Fenomena perubahan iklim yang sedang terjadi ini kian nyata adanya. Berbagai dampak perubahan iklim pun makin terasa di kehidupan masyarakat. Kenaikan suhu bumi telah mengubah sistem iklim sehingga berpengaruh terhadap perubahan alam dan kehidupan manusia. Berbagai bencana alam dengan frekuensi dan intensitas yang lebih tinggi semakin tak terelakkan, seperti kenaikan permukaan air laut, banjir, longsor, berbagai penyakit, angin puting beliung. Kualitas dan kuantitas air, habitat, hutan, kesehatan, lahan pertanian, hingga ekosistem wilayah pesisir juga menurun.
Negara-negara di belahan dunia pun telah menyadari akan fenomena perubahan iklim dan dampaknya yang kian memprihatinkan. Tak terkecuali Pemerintah Indonesia yang telah menggalakkan berbagai upaya mencegah dan mengatasi perubahan iklim dengan menggandeng berbagai pihak. Yang tak kalah penting mendukung program pencegahan perubahan iklim adalah pembiayaan atau pendanaan.
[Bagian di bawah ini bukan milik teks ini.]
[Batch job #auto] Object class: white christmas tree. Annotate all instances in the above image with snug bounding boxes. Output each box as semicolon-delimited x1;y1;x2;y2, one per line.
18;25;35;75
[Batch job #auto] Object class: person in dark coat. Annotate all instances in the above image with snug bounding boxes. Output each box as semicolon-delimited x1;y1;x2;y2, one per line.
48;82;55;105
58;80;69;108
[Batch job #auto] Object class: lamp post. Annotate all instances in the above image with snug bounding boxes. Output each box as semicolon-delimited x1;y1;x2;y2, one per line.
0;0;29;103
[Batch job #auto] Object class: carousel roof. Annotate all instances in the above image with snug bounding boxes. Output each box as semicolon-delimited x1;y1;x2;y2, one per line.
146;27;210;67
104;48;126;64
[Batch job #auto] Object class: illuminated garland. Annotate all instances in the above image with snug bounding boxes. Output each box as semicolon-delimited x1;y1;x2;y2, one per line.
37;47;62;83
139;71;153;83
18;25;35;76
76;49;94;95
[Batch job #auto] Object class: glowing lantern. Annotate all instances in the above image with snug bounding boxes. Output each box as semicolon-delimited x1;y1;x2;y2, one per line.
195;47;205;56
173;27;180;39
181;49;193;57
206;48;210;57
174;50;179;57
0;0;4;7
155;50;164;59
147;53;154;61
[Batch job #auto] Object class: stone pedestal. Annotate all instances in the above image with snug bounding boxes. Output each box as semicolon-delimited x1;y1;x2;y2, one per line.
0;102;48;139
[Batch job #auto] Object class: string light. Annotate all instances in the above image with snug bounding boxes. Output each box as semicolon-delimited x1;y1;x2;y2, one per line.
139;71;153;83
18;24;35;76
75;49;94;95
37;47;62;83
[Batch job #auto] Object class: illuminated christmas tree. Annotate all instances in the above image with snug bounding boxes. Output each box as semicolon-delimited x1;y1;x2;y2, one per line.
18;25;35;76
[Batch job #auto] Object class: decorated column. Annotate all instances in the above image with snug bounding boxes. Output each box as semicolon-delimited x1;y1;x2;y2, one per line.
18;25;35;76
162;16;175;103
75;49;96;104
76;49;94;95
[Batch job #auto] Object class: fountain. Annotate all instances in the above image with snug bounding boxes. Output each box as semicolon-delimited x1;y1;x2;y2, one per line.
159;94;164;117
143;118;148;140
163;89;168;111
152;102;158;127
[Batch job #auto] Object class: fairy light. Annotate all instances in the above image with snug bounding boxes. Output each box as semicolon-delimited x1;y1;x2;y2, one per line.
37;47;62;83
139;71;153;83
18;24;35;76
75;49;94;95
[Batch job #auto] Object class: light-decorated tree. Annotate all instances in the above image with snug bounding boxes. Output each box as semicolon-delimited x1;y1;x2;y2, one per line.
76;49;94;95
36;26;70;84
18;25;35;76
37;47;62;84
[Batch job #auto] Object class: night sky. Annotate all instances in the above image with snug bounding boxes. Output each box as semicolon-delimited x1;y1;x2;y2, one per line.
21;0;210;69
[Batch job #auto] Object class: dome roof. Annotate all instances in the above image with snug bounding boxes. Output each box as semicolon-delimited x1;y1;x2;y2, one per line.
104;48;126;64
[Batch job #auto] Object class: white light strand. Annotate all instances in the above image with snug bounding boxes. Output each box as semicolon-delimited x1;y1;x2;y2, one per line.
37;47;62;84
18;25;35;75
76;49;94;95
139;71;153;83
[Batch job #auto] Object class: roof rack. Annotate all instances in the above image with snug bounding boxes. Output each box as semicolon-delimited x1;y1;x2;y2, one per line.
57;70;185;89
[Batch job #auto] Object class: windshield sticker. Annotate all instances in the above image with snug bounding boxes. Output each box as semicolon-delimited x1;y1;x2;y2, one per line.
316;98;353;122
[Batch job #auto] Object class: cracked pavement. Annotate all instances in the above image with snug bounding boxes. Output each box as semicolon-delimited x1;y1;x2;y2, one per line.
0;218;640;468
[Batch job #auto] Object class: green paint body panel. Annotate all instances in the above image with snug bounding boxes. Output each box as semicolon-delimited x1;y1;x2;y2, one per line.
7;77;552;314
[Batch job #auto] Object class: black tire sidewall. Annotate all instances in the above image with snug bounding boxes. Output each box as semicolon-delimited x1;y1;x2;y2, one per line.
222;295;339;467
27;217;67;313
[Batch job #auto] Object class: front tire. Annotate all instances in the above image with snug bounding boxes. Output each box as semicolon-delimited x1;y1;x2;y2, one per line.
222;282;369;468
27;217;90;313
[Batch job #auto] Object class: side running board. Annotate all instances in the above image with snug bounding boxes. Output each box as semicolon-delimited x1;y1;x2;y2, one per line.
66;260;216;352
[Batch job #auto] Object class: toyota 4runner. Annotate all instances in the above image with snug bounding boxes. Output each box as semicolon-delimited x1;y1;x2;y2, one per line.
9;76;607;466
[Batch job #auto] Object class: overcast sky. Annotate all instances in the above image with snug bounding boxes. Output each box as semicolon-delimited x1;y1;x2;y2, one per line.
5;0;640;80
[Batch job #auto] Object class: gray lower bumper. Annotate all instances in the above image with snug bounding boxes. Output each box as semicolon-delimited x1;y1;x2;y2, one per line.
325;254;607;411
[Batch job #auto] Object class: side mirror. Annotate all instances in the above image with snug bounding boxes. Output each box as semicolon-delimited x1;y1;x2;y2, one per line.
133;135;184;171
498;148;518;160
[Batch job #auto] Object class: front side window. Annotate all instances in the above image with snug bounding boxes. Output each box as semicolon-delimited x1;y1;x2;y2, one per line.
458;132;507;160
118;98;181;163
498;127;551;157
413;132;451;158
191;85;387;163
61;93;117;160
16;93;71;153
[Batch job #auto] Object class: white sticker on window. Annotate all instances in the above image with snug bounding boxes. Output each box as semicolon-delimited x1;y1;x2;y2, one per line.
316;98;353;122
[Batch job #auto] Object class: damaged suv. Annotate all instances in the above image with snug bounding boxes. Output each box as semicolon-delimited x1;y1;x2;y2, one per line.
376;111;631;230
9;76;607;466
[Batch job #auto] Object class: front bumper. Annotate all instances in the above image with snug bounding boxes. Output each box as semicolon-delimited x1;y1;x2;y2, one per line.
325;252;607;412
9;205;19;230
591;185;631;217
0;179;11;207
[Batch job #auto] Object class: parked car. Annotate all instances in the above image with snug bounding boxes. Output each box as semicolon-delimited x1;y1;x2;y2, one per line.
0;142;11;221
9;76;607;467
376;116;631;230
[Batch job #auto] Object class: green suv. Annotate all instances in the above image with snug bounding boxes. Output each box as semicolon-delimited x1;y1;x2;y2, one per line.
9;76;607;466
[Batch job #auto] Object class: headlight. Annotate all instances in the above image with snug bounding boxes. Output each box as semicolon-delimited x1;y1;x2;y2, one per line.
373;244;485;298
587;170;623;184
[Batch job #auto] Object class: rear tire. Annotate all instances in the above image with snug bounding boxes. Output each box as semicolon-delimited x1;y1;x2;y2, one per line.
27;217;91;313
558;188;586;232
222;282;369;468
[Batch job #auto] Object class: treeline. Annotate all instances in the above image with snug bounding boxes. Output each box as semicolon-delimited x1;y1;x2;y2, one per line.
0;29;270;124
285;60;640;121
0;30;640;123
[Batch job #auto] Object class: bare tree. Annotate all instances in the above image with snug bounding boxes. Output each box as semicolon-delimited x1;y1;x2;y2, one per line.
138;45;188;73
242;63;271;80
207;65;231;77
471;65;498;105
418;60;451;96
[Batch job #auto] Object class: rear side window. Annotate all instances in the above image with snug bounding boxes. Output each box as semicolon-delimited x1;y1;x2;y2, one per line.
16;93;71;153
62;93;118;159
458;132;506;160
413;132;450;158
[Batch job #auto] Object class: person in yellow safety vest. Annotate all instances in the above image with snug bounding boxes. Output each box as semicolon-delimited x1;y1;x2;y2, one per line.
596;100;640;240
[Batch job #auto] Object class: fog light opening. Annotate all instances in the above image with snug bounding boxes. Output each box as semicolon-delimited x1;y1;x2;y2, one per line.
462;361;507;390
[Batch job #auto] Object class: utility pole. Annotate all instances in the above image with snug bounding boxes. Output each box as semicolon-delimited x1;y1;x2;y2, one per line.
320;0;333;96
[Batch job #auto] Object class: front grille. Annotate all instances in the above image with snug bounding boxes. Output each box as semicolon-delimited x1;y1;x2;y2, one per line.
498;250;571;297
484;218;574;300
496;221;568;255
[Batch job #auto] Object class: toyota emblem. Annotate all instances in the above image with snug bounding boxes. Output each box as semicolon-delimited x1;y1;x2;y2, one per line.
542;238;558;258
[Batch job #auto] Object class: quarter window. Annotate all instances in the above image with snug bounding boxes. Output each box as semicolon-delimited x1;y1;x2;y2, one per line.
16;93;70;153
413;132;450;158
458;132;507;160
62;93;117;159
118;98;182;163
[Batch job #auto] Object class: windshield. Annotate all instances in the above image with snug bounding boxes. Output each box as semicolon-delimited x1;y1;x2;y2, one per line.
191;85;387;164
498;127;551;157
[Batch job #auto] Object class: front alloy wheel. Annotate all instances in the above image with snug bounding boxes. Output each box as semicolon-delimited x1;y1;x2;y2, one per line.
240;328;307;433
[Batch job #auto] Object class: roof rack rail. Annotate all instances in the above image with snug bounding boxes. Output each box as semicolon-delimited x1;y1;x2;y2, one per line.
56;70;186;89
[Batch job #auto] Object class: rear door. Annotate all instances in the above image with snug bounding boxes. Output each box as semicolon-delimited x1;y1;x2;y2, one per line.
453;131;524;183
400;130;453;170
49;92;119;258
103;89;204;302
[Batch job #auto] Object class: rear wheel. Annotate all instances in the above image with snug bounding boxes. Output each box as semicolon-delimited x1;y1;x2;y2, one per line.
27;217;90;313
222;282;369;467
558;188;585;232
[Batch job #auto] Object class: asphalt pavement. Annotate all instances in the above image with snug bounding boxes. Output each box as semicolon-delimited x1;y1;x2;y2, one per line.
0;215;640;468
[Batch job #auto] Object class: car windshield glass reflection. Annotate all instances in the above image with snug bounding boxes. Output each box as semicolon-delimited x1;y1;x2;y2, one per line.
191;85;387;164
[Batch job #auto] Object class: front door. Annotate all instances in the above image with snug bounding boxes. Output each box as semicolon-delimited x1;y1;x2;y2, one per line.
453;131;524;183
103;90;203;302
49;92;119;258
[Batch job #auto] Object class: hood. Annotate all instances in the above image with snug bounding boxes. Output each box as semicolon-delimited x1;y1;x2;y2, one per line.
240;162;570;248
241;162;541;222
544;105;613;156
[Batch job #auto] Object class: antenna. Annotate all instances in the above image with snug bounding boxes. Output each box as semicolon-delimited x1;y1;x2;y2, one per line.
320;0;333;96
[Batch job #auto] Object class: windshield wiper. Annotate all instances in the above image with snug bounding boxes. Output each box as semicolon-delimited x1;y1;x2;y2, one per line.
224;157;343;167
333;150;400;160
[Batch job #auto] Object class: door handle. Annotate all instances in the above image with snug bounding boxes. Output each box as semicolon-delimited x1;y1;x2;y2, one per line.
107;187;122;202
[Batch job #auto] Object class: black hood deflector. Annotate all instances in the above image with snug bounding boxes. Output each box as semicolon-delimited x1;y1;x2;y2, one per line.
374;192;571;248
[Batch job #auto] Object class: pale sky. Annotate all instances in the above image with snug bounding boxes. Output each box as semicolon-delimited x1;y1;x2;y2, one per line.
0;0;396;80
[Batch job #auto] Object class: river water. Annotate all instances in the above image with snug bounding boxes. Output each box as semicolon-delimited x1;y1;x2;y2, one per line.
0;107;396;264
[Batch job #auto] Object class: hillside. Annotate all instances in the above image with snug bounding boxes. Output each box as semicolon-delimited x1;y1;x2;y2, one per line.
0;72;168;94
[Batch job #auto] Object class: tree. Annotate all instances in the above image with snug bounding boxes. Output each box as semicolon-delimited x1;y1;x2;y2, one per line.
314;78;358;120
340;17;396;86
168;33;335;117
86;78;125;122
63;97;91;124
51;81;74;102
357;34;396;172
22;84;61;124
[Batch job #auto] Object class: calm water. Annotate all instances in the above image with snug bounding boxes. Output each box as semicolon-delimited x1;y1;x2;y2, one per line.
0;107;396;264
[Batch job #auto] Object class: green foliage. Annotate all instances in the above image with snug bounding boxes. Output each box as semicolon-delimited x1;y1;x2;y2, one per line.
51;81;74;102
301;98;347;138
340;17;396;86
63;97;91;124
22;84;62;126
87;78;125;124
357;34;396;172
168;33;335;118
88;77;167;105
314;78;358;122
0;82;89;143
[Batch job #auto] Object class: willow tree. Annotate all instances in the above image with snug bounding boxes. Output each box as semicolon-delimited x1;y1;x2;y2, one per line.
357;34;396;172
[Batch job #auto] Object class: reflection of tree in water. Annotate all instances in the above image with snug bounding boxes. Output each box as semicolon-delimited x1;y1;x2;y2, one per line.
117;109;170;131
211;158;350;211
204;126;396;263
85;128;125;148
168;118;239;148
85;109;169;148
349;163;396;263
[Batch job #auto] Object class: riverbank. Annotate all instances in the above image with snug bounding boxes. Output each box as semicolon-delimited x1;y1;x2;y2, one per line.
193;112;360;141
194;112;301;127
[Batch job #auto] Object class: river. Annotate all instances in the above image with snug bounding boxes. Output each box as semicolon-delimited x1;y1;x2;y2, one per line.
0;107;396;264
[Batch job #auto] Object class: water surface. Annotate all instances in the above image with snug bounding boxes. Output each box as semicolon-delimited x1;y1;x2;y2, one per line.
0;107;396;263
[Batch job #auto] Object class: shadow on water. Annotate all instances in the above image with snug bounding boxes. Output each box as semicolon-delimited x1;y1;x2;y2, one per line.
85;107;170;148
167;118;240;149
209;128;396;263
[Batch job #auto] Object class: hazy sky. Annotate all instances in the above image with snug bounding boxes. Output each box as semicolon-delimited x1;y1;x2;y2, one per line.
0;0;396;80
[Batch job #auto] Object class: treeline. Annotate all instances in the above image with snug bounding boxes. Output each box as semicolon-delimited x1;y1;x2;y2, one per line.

Menteri Keuangan Indonesia, Sri Mulyani, mengakui perubahan iklim menjadi tantangan bagi masyarakat terutama generasi muda. Dampak dari perubahan iklim hampir tidak terbatas atau lebih parah dibandingkan dengan dampak pandemi. Indonesia telah berkomitmen menurunkan emisi gas rumah kaca sebesar 29 persen melalui kemampuan sendiri hingga 41 persen melalui dukungan internasional pada 2030. Untuk memenuhi target penurunan emisi GRK sebesar 29 persen, Sri Mulyani mengatakan Indonesia membutuhkan dana sebesar 365 miliar dolar AS. Sedangkan untuk mencapai target penurunan emisi GRK sebesar 41 persen, Indonesia membutuhkan dana sebesar 479 miliar dolar AS. (https://republika.co.id/; 19 Oktober 2021).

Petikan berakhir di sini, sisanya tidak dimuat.